COVID-19 is changing everything, and the urban landscape may be next.
While the coronavirus pandemic has forced sweeping changes upon both the construction industry and society at large, it’s what comes afterward that interests University of British Columbia School of Architecture and Landscape Architecture professor Patrick Condon.
“It’s more of a hope than a prediction, but I hope the pandemic will change the way of thinking regarding where people live and where they work,” Condon said.
The current need to work from home may also cause companies to re-evaluate their long-term needs for office space, he said.
“There’s a trend underway towards corporations and governments loosening up about showing up at 9 a.m. and leaving at 5 p.m. There’s resistance, but this case might be where the dam breaks and they throw up their hands and find another way to monitor whether people are working,” Condon said.

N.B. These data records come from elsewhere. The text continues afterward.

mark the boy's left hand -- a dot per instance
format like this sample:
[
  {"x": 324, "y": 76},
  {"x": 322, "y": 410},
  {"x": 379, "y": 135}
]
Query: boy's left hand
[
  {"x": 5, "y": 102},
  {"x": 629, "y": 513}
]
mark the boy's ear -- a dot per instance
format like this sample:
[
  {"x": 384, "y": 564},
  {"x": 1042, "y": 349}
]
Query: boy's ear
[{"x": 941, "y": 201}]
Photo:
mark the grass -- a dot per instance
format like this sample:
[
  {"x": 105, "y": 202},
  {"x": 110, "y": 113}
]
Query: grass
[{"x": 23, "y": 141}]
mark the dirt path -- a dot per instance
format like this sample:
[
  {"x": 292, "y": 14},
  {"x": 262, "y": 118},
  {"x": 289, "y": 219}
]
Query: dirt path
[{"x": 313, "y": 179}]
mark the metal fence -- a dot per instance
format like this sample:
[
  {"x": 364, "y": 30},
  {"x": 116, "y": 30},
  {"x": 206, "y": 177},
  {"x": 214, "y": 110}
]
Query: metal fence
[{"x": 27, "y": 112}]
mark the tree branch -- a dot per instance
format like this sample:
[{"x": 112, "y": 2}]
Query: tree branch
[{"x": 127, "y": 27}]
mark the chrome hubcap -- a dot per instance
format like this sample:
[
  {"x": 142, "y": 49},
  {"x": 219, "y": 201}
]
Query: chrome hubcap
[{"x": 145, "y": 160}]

“I see (this trend) coming in a bigger way since over 50 per cent of people working Canada are tied to laptops so really there’s no reason to have an office to travel to anymore,” he said.
Building design may change because “If people don’t travel to some central location anymore, and we already see this, you may have to rethink what a home is over time. Maybe homes are sold with spaces specifically thought of as a home office dedicated to work,” he added.
While social isolation has forced everyone into their homes and social distancing has pushed them apart, Condon said he “didn’t think they jury is in just yet” on the densification trend taking place in many metropolitan areas.
“We’ll see how it plays out, and we’ll see if what’s happening in New York City is blamed on density,” he said. “Bigger units of living aren’t necessarily disadvantageous.”
“There are so many advantages to density from a sustainability perspective that it would be horrible if that was the lesson drawn from all this by the general public,” Condon added.
The future of public transit is also in question, with drastically reduced service and ridership in the wake of the pandemic.
“To the extent that people are afraid of being in the same place, transit has that problem. That will engender that fear until this is over. That’s the downside, but people will also be comfortable to work from home more often,” he said.
“I would hope the upside of the pandemic is that we travel less and people live close to work so regional (transport infrastructure) strains are lessened whether its transit or vehicles. The more we can reduce that, the better off we’ll be,” Condon said.
In-person conference attendance will likely also decline as people move online to meet for business, Condon said.
“We’re already seeing conferences going online and there was a lot of discussion about that before this happened. It doesn’t make sense due to a huge carbon footprint, but there also might be downsides to that because the airline industry is already teetering,” he said.
The pandemic’s far-reaching effects on society may even affect the affordability crisis, Condon said.
“It’s much more healthy and efficient if people can live close to where they work, in particular in Vancouver and Toronto where they’re priced out (of the housing market),” he added.
“The high end of the market has seen the most energy over the past 20 to 30 years, and builders don’t really have an option but to build what the market can afford. That leaves the middle and low-end (of the market) not well served,” Condon said.
“I hope this crisis will impel people to look more closely at affordability. I think that’s the most important thing to come out of this horrible, horrible time,” he said.